There’s a great guest post coming up by another doc on real estate investing. You might like this too:
https://www.whitecoatinvestor.com/how-to-make-money-investing-in-real-estate/
I was told by CPA that the max contribution is 51k from profit sharing and back door roth. I didnt know about the separate job issue. Is this the case? Or have I been mis-informed
I’m sorry your CPA seems to have mis-informed you. To be fair, this issue doesn’t apply to very many people. The backdoor Roth IRA is above and beyond the $51K limit. So is a separate job’s retirement plan.
This is a pretty big bombshell to me, and a lot of ER docs.
A lot of us have a normal job, for which we do the typical 403b/401k up to $51k.
On top of that, in my case, in 2012 I earned about $30k via 1099 income as an independent contractor moonlight at another unrelated ER.
Which means if I set up a new 401, I could shelter another $5k or so of income.
Not a bad idea!
In fact, I probably should do this. As you point out, it is not too late to open at SEP-IRA for 2012, and if I fund it with $5k that’ll reduce my ridiculously high tax bill!
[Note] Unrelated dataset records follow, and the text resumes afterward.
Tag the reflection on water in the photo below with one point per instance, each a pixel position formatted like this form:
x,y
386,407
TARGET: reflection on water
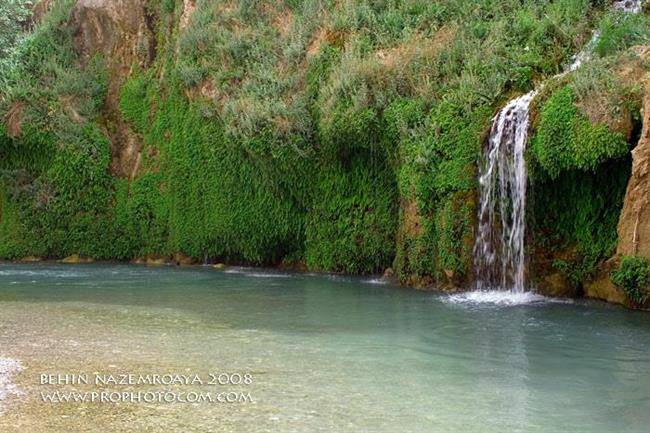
x,y
327,353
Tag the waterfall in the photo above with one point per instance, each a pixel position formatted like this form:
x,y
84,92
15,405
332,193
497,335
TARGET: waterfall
x,y
499,247
499,259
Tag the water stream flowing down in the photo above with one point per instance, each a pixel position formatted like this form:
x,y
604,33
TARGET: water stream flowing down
x,y
499,248
499,253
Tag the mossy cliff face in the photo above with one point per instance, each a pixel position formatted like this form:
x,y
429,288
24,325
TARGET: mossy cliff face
x,y
343,136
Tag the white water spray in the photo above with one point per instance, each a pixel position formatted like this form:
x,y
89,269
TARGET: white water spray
x,y
499,250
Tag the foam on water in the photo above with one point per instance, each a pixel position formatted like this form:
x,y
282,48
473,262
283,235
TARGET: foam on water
x,y
255,274
499,297
8,367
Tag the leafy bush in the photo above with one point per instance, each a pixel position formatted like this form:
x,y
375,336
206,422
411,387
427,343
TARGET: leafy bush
x,y
633,276
297,129
619,31
565,139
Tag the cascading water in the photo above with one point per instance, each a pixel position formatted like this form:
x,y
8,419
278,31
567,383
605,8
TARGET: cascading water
x,y
499,253
499,258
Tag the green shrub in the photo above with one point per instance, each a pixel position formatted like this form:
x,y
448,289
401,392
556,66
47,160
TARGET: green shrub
x,y
633,276
619,31
565,139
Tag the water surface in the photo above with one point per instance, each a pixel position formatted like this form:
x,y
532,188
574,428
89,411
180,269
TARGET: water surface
x,y
327,353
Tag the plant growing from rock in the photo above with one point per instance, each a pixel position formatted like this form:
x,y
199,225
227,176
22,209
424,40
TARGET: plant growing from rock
x,y
633,276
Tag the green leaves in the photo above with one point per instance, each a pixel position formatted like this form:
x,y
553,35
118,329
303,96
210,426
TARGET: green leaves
x,y
566,140
633,276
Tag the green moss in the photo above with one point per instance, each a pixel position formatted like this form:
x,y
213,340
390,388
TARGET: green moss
x,y
566,140
633,276
286,129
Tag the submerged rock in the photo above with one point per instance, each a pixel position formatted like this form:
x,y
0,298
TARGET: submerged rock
x,y
76,259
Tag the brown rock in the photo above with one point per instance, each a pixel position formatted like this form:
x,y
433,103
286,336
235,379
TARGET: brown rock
x,y
556,284
602,288
634,222
123,32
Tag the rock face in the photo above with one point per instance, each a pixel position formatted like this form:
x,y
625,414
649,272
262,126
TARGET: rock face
x,y
122,31
634,224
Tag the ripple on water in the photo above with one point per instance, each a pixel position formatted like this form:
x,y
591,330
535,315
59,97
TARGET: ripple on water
x,y
500,297
8,367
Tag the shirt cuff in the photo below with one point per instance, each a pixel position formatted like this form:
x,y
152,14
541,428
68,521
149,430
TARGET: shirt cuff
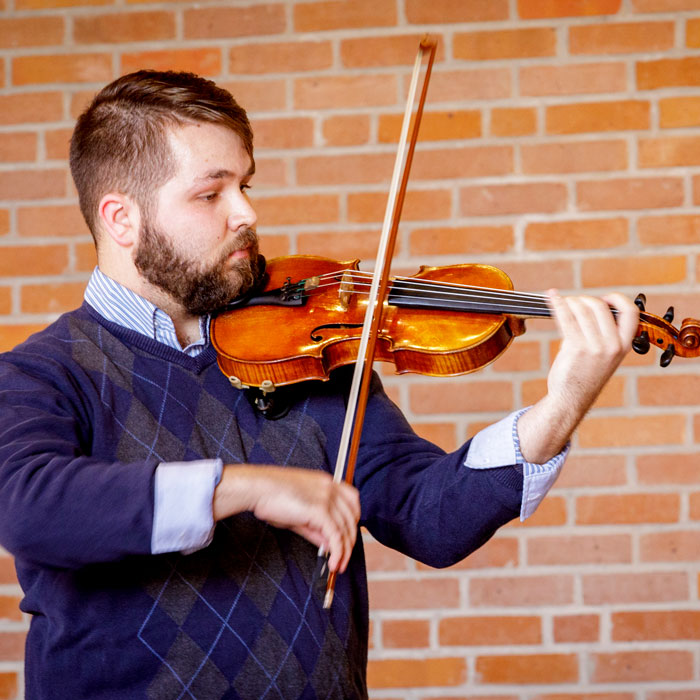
x,y
498,445
183,520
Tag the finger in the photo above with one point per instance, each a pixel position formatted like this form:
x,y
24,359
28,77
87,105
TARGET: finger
x,y
627,317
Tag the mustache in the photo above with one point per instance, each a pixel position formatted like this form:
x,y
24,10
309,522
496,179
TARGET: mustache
x,y
246,238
Yup. Me too. Thus the post.
If I do not “fill” the employee part of a plan (say only 10k instead of 17.5k), can I add the remainder into my different solo401k along with the 20% employer contribution?
Yes, you can do that.
I am a W-2 employee from two different groups. In my main group, I am able to put $51k into retirement savings, $17k is from individual contribution. In the second group, their 401k plan only allows for individual 401k contributions–no profit share, Safe harbor, match, etc. Since I already max out my individual $17k contribution at my main group is there a way I can contribute more $$ to a solo-401k (or SEP IRA) based on my income from the second group (both are corps, I have ownership in the main group, but do not and will not have ownership in the second group. I know I could if I were to switch to a 1099 employee at the second group, but if I stay as a W-2 can I contribute to a solo 401k if they do not have a profit share, etc that I can participate in?
No, if you’re an employee you can’t do a solo 401K. You have to be self-employed. Are you sure you max out your individual contribution at the first job? Can all that $51K be “profit-sharing?”
Unfortunately, we limit the amount of profit share (51k-17k=34k) we pay out in order to minimize the amount we need to pay out to the regular employees as part of the profit share plan. We are set up as a corporation with 60+ employees. Any other ideas?
There’s always index funds in a taxable account. It’s not nearly as bad an option as people often assume. Very tax efficient.